Meda, who finished her Ph.D. in 2017, said that many graduate schools had a culture that “struggling is a rite of passage.” But that’s changing, she said, thanks to grassroots movements taking place on Twitter and Instagram.

» READ MORE: How coronavirus affects young adults with chronic illnesses and rare diseases

“I’ve talked to an adviser at Jefferson whose approach was so different from what I had seen when I was in grad school,” Meda said. “For example, he said he tries not to jump straight to results when approaching his students and trainees — instead he asks about how they’re doing.”

Finding an empathetic principal investigator (PI) was a priority when Hannah Loo, a 25-year-old Penn doctoral student studying neuroscience, applied to programs. She raised the issue of mental health at every interview she went to. After Loo arrived at Penn in fall 2019, she also began seeing a psychiatrist.

“I heard so much about how grad school makes you sad and depressed and breaks your spirit,” said Loo, who has obsessive-compulsive disorder (OCD). “I was aware that my family history and experience made it more likely for me to experience these issues, and I wanted to give myself the best chance at success by going somewhere where I could feel supported.”

Harris, the recent Chapel Hill Ph.D., pointed out that most professors mentoring graduate students have not been trained to be managers. If professors don’t establish a work environment where students feel comfortable speaking up about mental health concerns, it can become toxic, she said.

“Professors will say, ‘I don’t know what to do when my student is struggling,’” said Harris, who works in science communications. “We should be teaching professors how to have these conversations so they know what to do in those situations.”

Brandon Orzolek, a 23-year-old doctoral student in organic chemistry at Penn, agreed, saying that many students feel as if they can’t be open with their advisers about their struggles. Orzolek, who just began his second year, said that although many faculty members say they care about mental health issues, acting upon what graduate students share about their struggles is what ultimately helps them feel supported.

“A lot of younger PIs are more understanding about mental health and work-life balance,” said Orzolek, who has struggled with depression and anxiety since high school. “That gives me a lot of hope for what the future will look like for grad students.

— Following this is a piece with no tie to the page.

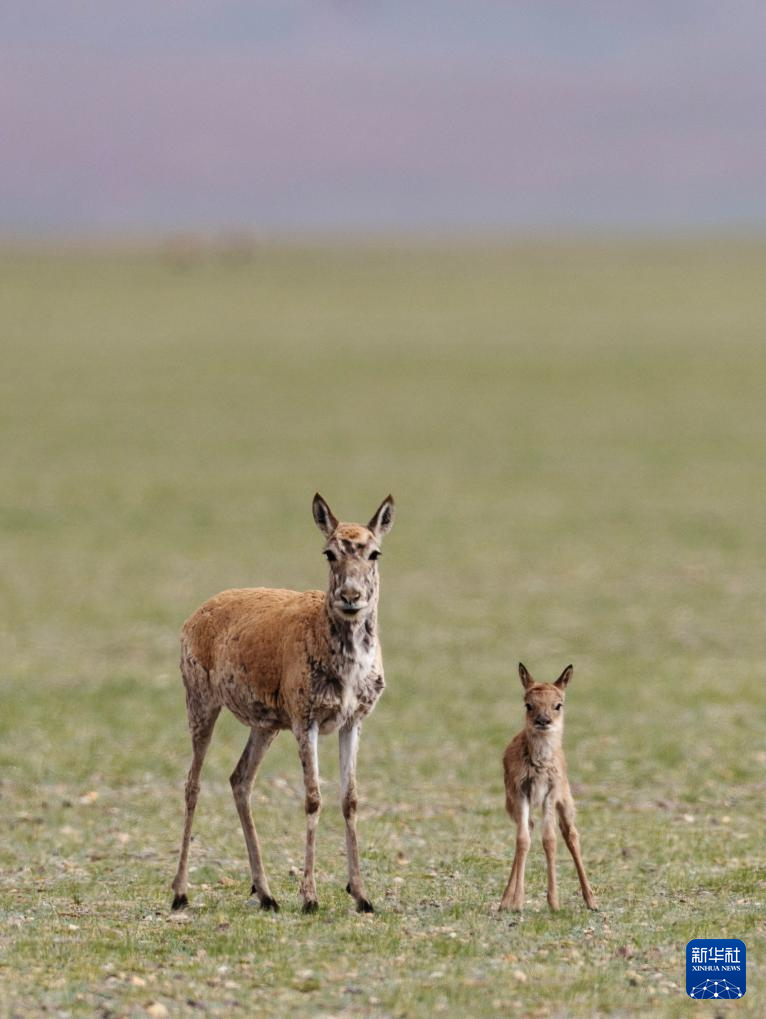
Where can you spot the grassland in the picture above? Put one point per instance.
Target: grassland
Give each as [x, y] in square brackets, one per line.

Academia changes at a snail’s pace, but the momentum is in the right direction.”

Loo said that even though universities are beginning to take the mental health of graduate students more seriously by starting conversations about it, more must be done.

“I would love to see more questions being raised about how we can change the current structure, how we can make people less sad on the whole instead of shipping them off to therapy,” Loo said. “For all the workshops we get, knowing that other people experience these [mental health issues] doesn’t make it go away for me.”

Meda, who lost a friend who worked in her lab to suicide right before she graduated from UCSF, said that because more students are speaking up about their experiences, institutions can no longer ignore the issue.

“My institution didn’t necessarily follow up in the best way,” Meda said. “But now so many students are talking openly and pushing back on stereotypes that have been perpetuated in academia for so long. There are always people struggling in the same way, and I hope they continue to start the conversation at whatever institution they’re at.”